We have seen just how essential as the ecosystem of retailers, suppliers and service providers that keep America fed demonstrated tremendous resiliency when faced with a public health crisis of unprecedented proportions. The supply chain may have bent considerably under the stress of shoppers’ irrational stock-up behaviors, combined with a massive shift of demand from restaurants and institutions, but it didn’t break. That’s great news, and it reveals a U.S. food retailing industry, made up of millions of people and thousands of companies, that serves as a source of national security.
Consumers take this for granted. Access to an abundance of safe, affordable, healthy food, neatly merchandised in clean stores, is an expectation we all have, much like running water, electricity and reliable internet. So, when something happens to upset the rhythm of our lives, we want a quick return to the way things were. We long for a return to normal, which under current circumstances simply means people stop dying from an infectious disease.
That would be a great starting point. From there, getting back to normal would mean abandoning the totally unnatural act of attempting to stay 6 feet away from other people and resuming things that an inherently social species does.
Retailers have a desire to return to normal, too, especially those devastated by the fact that the products they sell are deemed nonessential. This has created the most unusual of situations, where nonessential retailers are forced to close stores and employ every imaginable cash conservation measure to ensure their survival. Meanwhile, essential retailers of food and consumables are overrun with shoppers, increasing wages and looking to bring on more workers.
This is definitely not a “normal” situation, but defining normal is extremely challenging because COVID-19 is still upon us, among us. That means shopper expectations are still being reset in potentially dramatic ways that are likely to accelerate the demise of some retailers and accelerate the growth of others.
For example, will shoppers demand enhanced cleaning procedures, and sneeze guards remain in place, after health officials give the all clear sign? What about the breadth of product assortments and store operating hours? Has COVID-19 brought a new era of SKU rationalization and reduced hours? And what role will prepared foods and self-serve departments play in food retailing’s future, a future where the behavior of an entire generation of consumers is in the midst of being reshaped by a global pandemic?
At this point, there are more questions than answers. We know that peoples’ attitudes and expectations have been greatly impacted, we just don’t quite know all of the ways how. As for the question of when things get back to normal, how about never?

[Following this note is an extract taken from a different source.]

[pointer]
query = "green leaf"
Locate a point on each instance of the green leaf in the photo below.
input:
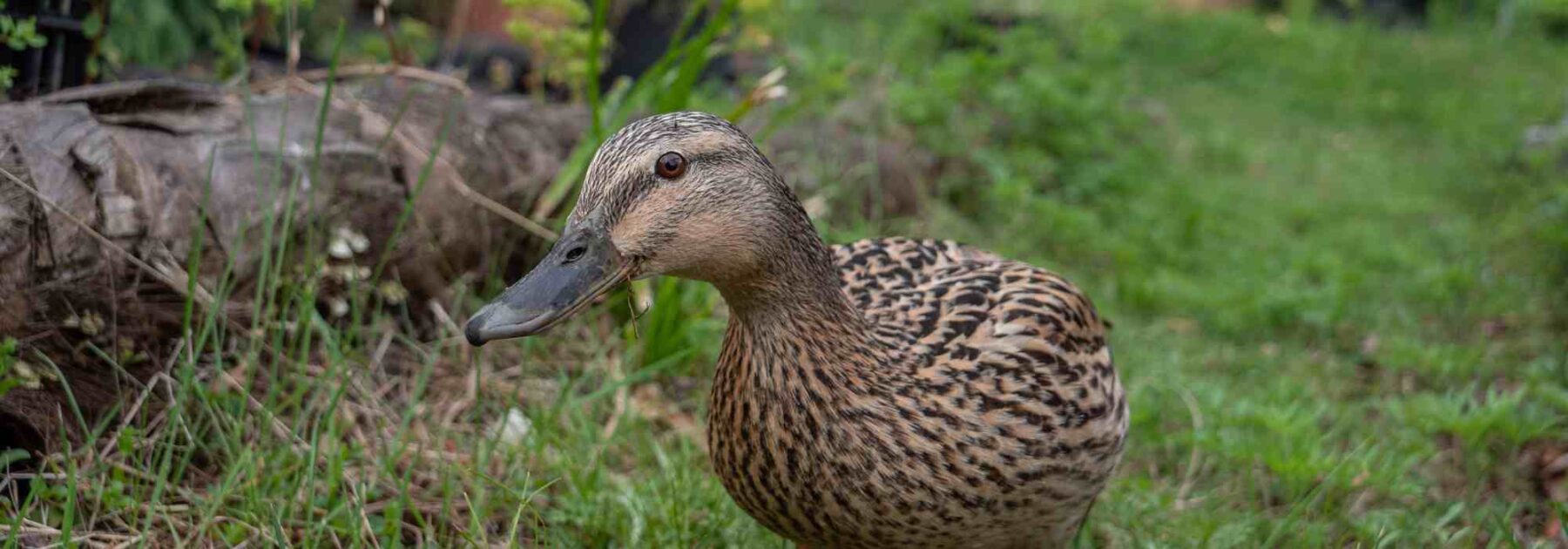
(13, 455)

The thing about retail is, it is never normal. Retail is in a constant state of change and advancement and readjustment to customers’ expectations. Sometimes those expectations are set by a forward-looking competitor that sees what others don’t and gets there first to serve customers in new ways. Other times, as in the current situation, an external force resets shopper expectations.
As for what’s on the other side of the COVID-19 nightmare, we all have our suspicions, and some will prove more accurate than others. There are a couple of things we can be certain about though: There will be no return to normal for retailers, and people have to eat.